Why female executives are reluctant to talk about menopause
“How can I compete with men when I can’t sleep?”
That’s the question Andrea said she asked herself when, at 50 and a senior executive at a Canadian financial services company, she realized she was not performing as well as she had previously.
“I looked around the table at all the men and thought, ‘I can’t sleep. I sweat all the time. How can I ever compete with these guys?’”
Andrea said her doctor told her that menopause symptoms were something she would just have to bear, a natural part of aging.
Andrea’s experience is typical in Canada, where a lack of information and fear cause millions of women to miss out on hormone-replacement therapies (HRT) that ease menopause systems, according to experts.

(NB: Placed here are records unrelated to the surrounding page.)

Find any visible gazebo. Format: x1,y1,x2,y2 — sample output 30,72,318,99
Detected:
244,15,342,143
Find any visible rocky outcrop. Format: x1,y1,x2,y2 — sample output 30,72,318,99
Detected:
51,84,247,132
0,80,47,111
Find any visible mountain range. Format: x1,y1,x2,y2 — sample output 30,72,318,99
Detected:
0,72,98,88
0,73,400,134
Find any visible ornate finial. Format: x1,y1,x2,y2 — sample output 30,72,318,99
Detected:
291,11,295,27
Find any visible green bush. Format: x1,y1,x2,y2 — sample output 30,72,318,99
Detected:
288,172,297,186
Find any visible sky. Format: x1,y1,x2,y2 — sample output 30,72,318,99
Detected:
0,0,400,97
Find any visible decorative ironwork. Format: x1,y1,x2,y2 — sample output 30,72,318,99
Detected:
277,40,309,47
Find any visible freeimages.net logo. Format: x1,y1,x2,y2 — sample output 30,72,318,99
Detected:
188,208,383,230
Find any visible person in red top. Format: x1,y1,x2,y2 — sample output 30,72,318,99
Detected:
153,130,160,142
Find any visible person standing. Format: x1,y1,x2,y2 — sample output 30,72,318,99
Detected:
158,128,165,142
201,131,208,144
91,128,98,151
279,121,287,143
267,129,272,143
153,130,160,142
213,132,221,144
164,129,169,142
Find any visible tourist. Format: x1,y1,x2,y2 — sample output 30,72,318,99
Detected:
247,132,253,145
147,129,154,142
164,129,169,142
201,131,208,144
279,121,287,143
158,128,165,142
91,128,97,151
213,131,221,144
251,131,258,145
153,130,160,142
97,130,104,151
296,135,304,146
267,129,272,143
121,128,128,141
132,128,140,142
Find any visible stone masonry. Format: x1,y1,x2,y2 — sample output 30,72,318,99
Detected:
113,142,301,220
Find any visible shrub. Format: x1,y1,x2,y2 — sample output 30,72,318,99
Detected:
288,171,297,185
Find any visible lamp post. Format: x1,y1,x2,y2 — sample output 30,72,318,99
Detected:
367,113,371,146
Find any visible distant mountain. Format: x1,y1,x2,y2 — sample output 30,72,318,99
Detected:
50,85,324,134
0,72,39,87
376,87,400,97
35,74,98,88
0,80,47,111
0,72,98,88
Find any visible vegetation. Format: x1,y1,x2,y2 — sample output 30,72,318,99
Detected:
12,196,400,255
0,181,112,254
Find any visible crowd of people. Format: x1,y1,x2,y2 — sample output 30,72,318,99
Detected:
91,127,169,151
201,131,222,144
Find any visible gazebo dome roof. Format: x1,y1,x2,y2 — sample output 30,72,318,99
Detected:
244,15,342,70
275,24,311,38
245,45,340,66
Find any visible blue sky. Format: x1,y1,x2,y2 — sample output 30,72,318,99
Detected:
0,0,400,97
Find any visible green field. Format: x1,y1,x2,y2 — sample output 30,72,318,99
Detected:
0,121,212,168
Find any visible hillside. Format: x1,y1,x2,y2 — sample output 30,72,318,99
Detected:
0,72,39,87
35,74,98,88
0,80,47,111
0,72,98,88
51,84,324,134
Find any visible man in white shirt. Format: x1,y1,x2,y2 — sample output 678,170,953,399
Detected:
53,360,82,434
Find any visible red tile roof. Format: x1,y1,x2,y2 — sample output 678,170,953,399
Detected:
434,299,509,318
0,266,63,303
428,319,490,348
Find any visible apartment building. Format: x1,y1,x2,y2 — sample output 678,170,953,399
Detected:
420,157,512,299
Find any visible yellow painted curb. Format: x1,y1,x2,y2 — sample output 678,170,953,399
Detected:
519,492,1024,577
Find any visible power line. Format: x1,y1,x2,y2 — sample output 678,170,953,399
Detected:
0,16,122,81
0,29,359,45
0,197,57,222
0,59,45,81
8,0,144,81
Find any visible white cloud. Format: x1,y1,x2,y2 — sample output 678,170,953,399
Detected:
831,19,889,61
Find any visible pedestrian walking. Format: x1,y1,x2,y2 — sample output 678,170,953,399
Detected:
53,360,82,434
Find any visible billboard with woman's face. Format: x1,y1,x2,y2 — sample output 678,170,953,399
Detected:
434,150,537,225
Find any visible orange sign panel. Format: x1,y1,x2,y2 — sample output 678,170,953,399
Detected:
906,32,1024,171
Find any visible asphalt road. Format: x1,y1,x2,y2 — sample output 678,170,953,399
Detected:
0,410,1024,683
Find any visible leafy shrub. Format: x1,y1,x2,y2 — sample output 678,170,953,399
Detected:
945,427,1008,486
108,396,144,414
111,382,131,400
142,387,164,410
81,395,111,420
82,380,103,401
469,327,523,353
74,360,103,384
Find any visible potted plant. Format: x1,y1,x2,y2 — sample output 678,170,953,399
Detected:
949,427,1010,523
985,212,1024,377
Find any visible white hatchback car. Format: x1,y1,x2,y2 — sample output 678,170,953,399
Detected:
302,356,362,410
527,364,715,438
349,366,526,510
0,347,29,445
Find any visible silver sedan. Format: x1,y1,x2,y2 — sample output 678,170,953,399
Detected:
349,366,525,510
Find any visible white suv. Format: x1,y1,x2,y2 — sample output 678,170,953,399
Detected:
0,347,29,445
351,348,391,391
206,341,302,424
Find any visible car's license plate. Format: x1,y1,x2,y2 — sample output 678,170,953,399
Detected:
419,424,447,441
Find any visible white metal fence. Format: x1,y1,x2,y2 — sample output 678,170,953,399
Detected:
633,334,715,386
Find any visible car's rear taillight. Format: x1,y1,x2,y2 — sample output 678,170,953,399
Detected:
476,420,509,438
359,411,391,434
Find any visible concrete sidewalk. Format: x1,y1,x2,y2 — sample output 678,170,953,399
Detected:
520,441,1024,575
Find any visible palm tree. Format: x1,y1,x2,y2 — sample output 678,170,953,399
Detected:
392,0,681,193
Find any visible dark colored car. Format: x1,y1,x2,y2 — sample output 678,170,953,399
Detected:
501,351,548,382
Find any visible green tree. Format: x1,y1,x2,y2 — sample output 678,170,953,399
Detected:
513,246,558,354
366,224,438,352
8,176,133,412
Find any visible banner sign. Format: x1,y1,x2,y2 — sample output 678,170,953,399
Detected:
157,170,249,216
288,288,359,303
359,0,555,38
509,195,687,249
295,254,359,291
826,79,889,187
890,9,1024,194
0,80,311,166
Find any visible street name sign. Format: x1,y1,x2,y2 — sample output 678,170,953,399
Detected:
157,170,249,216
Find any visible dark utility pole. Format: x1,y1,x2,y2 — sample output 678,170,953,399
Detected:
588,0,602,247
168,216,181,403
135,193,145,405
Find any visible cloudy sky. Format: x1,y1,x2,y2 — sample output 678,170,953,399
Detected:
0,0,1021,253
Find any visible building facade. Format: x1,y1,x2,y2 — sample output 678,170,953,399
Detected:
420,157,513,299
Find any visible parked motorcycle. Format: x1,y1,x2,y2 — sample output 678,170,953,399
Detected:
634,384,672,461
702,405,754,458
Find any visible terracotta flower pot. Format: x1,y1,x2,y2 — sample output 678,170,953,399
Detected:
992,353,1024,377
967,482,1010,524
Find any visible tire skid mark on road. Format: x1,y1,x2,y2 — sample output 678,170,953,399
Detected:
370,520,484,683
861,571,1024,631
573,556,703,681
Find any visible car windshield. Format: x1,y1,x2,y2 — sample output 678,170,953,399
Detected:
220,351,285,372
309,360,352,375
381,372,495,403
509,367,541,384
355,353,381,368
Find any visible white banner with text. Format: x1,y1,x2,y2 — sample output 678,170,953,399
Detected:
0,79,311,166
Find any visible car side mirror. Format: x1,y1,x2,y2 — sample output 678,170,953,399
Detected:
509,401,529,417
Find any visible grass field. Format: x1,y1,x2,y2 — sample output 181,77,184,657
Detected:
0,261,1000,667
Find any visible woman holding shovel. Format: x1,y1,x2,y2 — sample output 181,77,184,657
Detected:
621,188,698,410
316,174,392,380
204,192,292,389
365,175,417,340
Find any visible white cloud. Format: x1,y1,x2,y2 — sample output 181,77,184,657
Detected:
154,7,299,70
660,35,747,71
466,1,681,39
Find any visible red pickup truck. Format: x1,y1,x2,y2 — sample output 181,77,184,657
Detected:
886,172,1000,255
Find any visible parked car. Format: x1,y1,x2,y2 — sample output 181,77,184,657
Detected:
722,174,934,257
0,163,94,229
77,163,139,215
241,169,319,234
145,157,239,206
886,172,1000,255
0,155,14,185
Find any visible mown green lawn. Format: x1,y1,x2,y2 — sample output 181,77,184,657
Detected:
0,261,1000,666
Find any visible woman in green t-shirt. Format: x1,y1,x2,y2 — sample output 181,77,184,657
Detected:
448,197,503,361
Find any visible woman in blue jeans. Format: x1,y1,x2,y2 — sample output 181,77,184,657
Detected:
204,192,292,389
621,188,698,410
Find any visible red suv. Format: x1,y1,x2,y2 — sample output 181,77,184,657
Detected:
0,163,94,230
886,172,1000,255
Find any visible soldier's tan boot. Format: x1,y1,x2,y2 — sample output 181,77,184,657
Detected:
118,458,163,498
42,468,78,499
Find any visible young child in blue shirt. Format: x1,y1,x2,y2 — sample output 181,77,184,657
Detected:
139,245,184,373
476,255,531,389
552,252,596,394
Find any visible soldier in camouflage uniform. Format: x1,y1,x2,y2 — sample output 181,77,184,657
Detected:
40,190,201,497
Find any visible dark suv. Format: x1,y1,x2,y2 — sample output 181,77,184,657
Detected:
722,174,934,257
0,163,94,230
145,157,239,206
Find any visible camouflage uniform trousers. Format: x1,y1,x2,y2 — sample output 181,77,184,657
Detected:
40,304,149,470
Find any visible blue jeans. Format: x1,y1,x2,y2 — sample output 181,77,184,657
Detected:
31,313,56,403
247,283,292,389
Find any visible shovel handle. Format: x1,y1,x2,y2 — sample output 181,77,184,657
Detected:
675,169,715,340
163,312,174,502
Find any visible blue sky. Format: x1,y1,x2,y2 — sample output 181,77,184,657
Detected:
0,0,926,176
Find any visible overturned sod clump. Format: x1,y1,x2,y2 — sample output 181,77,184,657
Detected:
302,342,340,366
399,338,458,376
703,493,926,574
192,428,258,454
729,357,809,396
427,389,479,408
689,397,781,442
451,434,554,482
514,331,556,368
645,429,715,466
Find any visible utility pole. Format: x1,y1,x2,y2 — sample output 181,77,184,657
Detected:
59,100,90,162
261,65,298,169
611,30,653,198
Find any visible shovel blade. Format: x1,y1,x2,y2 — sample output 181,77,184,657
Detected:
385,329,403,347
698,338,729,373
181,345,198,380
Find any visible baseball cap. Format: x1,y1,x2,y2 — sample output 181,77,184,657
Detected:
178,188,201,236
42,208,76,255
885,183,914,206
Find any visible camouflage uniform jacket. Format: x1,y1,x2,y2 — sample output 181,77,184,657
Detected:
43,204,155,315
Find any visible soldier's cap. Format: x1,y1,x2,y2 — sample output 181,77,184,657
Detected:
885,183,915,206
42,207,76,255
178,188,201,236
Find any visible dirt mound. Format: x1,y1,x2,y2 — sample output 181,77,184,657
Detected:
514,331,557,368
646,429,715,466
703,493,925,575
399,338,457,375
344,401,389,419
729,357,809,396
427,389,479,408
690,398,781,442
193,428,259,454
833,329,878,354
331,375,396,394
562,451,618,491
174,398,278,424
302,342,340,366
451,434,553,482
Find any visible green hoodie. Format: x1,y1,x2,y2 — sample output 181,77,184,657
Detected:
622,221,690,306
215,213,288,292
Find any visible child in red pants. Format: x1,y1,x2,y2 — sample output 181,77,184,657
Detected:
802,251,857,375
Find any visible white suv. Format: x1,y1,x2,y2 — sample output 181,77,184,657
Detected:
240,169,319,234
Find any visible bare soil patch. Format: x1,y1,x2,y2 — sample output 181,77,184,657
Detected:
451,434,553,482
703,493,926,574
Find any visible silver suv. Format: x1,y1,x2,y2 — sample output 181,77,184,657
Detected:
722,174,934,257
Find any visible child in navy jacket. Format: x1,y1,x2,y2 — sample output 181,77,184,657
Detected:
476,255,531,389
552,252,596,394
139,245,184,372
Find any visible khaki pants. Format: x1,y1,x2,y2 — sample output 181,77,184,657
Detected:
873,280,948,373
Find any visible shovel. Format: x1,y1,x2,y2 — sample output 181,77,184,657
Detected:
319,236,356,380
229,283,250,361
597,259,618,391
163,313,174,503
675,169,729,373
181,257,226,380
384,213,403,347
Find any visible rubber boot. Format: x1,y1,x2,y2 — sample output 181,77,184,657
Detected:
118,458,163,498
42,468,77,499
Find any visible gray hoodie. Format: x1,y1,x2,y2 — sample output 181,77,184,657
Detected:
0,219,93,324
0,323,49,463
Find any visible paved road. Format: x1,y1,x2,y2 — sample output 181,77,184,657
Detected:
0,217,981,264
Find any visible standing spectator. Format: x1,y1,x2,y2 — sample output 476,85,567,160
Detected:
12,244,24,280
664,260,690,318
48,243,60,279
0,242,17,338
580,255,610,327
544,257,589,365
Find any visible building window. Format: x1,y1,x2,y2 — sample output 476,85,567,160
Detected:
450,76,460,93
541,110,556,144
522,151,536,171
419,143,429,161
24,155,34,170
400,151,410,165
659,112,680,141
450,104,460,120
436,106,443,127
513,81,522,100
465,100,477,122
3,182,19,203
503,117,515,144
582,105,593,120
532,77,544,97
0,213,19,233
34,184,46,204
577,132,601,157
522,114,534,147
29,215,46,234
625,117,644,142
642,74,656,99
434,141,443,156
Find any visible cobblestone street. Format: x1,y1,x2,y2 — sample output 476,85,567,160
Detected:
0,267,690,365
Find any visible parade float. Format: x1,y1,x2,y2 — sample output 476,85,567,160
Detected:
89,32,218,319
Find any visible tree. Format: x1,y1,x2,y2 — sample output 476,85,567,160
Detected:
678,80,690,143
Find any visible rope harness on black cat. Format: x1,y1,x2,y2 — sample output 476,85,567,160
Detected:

Caused by plummeting estrogen, menopause symptoms — including hot flashes, night sweats, insomnia, depression and transient memory loss — interfere with most women’s lives, according to a U.S. survey. And these challenges emerge between ages 45 and 55, just as women are likely to move into leadership positions.
Yet less than one in 10 Canadian women are treated.
Janice, an ultrafit, public-sector manager, remembers looking down during a meeting to see her pants soaked with blood. She was suffering from menstrual flooding, which affects a quarter of menopausal women. “It was hard to explain why I would leave and not return to meetings,” she remembers.
The bleeding, night sweats and insomnia took Janice to a doctor. “The doctor told me to ‘wait and see’ and did not offer to treat me with medication,” Janice remembers. “If my problem had been penile disfunction, there would have been a treatment for that.”
Janice agreed to “wait and see.” Then she waited some more. Then she broke down.
Overcome by lack of sleep, body changes and depression, Janice had to take a three-month leave. “I knew there was going to be blowback on my career,” she said, “but I just collapsed.”
When a 1997 American Medical Association report asserted that HRT extended life expectancy by three years, it became accepted treatment. Two-thirds of 30 retired Canadian professional women informally polled by email for this article took HRT in 1990s.
But then things got scary. A rushed 2002 study by the U.S. Women’s Health Initiative (WHI) announced that HRT increased risk of breast cancer, heart attacks and strokes. Women and their doctors were told that HRT’s risks outweighed its benefits, according to Dr. Maria Velez, an associate professor of obstetrics and gynecology at Queen’s University in Kingston.
Since then, physicians have been afraid to prescribe HRT, despite WHI’s methodology coming under serious scrutiny, said Velez. The study was definitively debunked in 2019.
“My doctor refused to prescribe HRT,” said Lois Sweet, who was an associate professor at Carleton University in Ottawa from 2000 to 2012. Sweet couldn’t sleep because night sweats left her sheets soaking, she said. But it was hot flashes while she was teaching that really affected her professional life.
“There I would be, standing in front of a group of young people, and suddenly my body would turn into a furnace … turning me a brilliant red while sweat poured down my face. It was excruciating.”
Sweet said she begged her doctor three times for HRT before he would prescribe it. “It was like a magic potion … It made a huge difference in my life.”